The developers have a better sense for when the story is done, since they have the manual tests to look at to identify the kinds of cases they should be considering. When the mini-showcase happens the team looks at the manual tests that have been written, and has a more concrete discussion about which ones to automate, and which ones to remove or keep as manual tests.
Our final process
Our final development process was like this:
Developers and/or Testers write manual Twist tests – after the story kickoff the developers and the Tester talk about the kinds of acceptance tests that should be automated. The Tester may write these using Twist. He tags them with the Story number and marks them as Manual tests.
Developers implement the Story – of course they write unit tests etc. as they implement the Story. During this process there may be changes made based on technical discoveries or time constraints.
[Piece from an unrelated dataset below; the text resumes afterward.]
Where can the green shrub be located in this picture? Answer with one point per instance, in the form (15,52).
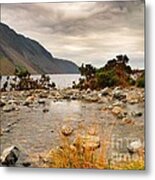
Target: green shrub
(107,79)
(141,81)
(21,71)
Mini showcase with the whole team – when the developers think they are done they prepare for a demonstration of the feature and call out “Mini-showcase!”. Again the whole team gathers around their computer for the demonstration. They pull up the Story card in Mingle and demonstrate the features and acceptance criteria as written in the Story. Other team members can suggest scenarios and the developers will demonstrate them. It is quite common for bugs to be found during this process. If so, the developers continue implementing the story to address these issues.
Developers and Testers automate Twist tests – when the mini-showcase has been successful, the developers and the Testers discuss the appropriate level of automation for the Story. Often this means adjusting existing scenarios to use the new functionality rather than writing specifically targeted acceptance tests. For manual tests that were written for this Story we make sure they are marked as automated and implement them using Twist.
Note that although this process sounds quite involved, we do not model all these detailed steps in Mingle, our tracking tool. The process we describe here relies on the integrity and self-motivation of the development team. Modeling all these steps in Mingle would lead to a very complex cardwall, and we would lose the flexibility and ability to continually evolve. In fact, by the time you read this it will probably have evolved again.